Seit Januar 2000 ist der von der Internationalen Kaffeorganisation (ICO) in London ermittelte gewogene Mischpreis aus den beiden Hauptsorten Robusta und Arabica um etwa die Hälfte auf nur noch etwa 0,4 Dollar je Pfund abgestürzt. Heute, im Februar 2003, liegt er nicht viel höher.
Laut der UNO-Konferenz für Handel und Entwicklung (UNCTAD) war der Kaffepreis im Jahr 2002 mit 350 Dollar pro Tonne auf dem Tiefpunkt angelangt; heute liegt er bei 950 Dollar. Wenn sich der Kaffeepreis auf dem Niveau von 1998 stabilisiert hätte, wären nach einer Schätzung der UNO-Organisation während der Periode 1999-2002 19 Mrd. Dollar mehr in die Kassen der Produzentenländer geflossen.
Dramatische Einbussen
In Uganda lebt ein Viertel der Bevölkerung von der Kaffee-Produktion. Das Land verlor letztes Jahr 30% seiner Einnahmen aus dem Kaffee-Export. Ebenso Äthiopien, das über die Hälfte seiner Export-Einnahmen mit dem Verkauf von Kaffee erwirtschaftet.

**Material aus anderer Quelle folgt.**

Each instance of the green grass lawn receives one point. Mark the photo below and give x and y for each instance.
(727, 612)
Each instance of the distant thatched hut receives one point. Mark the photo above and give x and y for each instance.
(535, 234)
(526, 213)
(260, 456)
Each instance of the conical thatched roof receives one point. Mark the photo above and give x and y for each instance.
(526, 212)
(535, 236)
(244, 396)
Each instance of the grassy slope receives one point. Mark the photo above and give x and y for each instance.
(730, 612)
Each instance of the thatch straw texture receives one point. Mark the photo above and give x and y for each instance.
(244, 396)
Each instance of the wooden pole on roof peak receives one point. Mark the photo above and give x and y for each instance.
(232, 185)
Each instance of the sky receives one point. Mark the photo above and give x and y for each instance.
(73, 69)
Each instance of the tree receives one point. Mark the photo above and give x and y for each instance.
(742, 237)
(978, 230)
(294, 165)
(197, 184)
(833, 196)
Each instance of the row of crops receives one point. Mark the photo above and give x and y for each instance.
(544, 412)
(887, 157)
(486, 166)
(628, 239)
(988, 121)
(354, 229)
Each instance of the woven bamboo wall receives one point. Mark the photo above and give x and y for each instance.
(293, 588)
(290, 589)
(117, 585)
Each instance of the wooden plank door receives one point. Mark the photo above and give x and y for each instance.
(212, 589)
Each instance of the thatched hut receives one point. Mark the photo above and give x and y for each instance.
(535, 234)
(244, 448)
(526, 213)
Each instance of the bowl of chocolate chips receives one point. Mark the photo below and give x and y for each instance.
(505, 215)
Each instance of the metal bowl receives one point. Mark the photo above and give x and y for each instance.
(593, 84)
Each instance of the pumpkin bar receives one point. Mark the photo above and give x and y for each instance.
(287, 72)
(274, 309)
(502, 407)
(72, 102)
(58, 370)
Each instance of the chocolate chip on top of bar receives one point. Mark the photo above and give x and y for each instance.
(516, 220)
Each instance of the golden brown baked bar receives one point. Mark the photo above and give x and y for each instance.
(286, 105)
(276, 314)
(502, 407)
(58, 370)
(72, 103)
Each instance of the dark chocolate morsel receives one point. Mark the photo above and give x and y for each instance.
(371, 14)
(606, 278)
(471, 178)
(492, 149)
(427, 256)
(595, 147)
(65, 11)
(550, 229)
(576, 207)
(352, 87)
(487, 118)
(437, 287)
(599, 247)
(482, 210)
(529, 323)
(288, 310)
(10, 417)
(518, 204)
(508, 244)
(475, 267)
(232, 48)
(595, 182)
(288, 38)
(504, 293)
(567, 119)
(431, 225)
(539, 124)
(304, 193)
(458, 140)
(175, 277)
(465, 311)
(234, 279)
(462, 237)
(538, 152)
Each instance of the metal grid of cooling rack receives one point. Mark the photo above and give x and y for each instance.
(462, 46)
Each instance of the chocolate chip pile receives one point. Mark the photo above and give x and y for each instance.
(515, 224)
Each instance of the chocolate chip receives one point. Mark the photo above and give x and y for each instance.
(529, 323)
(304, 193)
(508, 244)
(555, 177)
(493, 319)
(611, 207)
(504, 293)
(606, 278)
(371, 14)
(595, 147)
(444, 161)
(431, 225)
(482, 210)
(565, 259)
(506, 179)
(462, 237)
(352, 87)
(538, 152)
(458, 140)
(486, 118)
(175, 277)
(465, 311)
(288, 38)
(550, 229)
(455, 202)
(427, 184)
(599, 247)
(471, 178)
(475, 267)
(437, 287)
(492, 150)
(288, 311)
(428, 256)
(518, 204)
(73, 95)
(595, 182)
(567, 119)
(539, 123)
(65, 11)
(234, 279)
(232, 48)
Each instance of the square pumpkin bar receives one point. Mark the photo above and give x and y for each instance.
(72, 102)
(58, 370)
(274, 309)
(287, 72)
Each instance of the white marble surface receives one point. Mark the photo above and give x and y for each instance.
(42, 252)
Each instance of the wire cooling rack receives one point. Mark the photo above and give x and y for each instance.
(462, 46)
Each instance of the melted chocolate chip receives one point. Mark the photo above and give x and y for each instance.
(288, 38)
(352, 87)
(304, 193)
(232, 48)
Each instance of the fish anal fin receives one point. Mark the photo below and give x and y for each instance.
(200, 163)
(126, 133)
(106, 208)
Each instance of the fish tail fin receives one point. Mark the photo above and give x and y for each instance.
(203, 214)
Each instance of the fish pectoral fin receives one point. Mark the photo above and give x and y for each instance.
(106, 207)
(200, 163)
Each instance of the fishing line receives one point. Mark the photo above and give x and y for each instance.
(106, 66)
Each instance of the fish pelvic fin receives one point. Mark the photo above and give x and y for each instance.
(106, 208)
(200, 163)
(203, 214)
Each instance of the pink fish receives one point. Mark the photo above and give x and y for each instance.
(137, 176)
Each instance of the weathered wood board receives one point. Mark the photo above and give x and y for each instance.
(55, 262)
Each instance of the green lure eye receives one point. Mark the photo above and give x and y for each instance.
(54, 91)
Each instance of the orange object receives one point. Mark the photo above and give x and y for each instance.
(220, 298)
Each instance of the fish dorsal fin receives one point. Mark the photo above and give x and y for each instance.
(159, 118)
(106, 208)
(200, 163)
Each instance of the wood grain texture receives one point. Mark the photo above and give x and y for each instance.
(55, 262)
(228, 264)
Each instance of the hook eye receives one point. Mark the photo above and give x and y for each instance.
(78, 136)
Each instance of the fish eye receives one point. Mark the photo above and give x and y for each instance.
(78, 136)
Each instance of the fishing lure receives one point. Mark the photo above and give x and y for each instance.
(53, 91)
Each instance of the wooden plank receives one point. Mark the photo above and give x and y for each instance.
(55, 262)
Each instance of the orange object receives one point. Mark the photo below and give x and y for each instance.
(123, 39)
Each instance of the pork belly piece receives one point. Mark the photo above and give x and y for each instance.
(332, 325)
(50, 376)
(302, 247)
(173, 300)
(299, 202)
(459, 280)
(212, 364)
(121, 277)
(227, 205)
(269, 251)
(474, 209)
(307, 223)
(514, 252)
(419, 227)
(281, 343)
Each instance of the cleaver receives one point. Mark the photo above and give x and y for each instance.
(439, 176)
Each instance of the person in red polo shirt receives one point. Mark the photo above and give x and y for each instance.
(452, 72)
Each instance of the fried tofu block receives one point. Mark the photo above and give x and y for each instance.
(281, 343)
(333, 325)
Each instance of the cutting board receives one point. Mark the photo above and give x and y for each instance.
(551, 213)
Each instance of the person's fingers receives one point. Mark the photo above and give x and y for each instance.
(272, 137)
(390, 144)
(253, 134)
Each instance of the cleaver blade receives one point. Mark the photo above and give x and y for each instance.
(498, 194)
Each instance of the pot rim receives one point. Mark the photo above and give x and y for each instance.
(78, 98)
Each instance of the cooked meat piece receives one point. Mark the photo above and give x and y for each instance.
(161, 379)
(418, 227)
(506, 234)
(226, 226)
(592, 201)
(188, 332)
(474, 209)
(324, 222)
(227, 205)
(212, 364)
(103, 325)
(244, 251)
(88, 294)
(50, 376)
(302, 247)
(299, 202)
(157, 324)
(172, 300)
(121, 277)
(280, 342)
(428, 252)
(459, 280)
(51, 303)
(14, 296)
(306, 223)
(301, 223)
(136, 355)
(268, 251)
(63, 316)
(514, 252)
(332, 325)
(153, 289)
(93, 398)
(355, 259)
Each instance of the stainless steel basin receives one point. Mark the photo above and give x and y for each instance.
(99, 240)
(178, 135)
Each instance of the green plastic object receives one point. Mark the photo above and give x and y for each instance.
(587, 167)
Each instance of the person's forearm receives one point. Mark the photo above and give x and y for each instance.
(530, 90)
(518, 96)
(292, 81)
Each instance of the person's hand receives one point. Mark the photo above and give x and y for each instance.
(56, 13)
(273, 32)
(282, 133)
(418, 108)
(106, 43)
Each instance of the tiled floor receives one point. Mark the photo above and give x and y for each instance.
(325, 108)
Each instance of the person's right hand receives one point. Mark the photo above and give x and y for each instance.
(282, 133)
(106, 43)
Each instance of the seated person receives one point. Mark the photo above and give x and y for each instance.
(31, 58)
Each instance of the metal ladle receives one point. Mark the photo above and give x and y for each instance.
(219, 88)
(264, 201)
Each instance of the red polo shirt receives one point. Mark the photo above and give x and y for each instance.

In Mittelamerika sind die Einnahmen aus dem Kaffee-Export laut der britischen Hilfsorganisation Oxfam um 44%, nämlich von 2,3 auf 1,3 Mrd. Franken, gesunken.
Nicht gesunken für alle diese Produzenten-Länder sind die Kosten für Importwaren aus den Industriestaaten. Mit anderen Worten: Die Kaffee-Ernte in den Drittwelt-Ländern ist in Industriegütern gemessen immer weniger wert.
Kaffee-Unterstützungsfonds
Der Schweizer Kaffeehandel-Konsulent Walter Zwald schlägt einen Weltunterstützungsfonds für die Kaffee-Produzenten vor. Gespiesen werden soll dieser Fonds von den Kaffee-Importeuren, und zwar durch eine Steuer von einem Dollar auf 50 Kilo Kaffee. Umgerechnet auf den jährlichen Kaffee-Konsum von rund 4,2 Mio. Tonnen würde eine solche Importsteuer 84 Mio. Dollar pro Jahr einbringen.
Nach der Idee von Zwald sollte die Hälfte dieser Gelder für Projekte zur Rationalisierung der Kaffeeplantagen in den Produzentenländern verwendet werden sowie zur Verhinderung von Überproduktion, zur Verbesserung der Kaffeebohnen-Qualität und für soziale Projekte.
Die andere Hälfte des Fonds sollte gemäss Zwald zu Marken-Promotionszwecken in Europa und den USA sowie in Ländern mit wachsendem Kaffee-Konsum dienen.
Preiszerfall stoppen
Der Vorschlag des Schweizer Konsulenten erfolgte an einem Treffen der UNCTAD und des Internationalen Instituts für nachhaltige Entwicklung (Kanada), an dem die Kaffee-Produzentenländer, die Kaffee-Industriellen (Importeure, Röster und Detailhändler) sowie internationale Institutionen teilnahmen.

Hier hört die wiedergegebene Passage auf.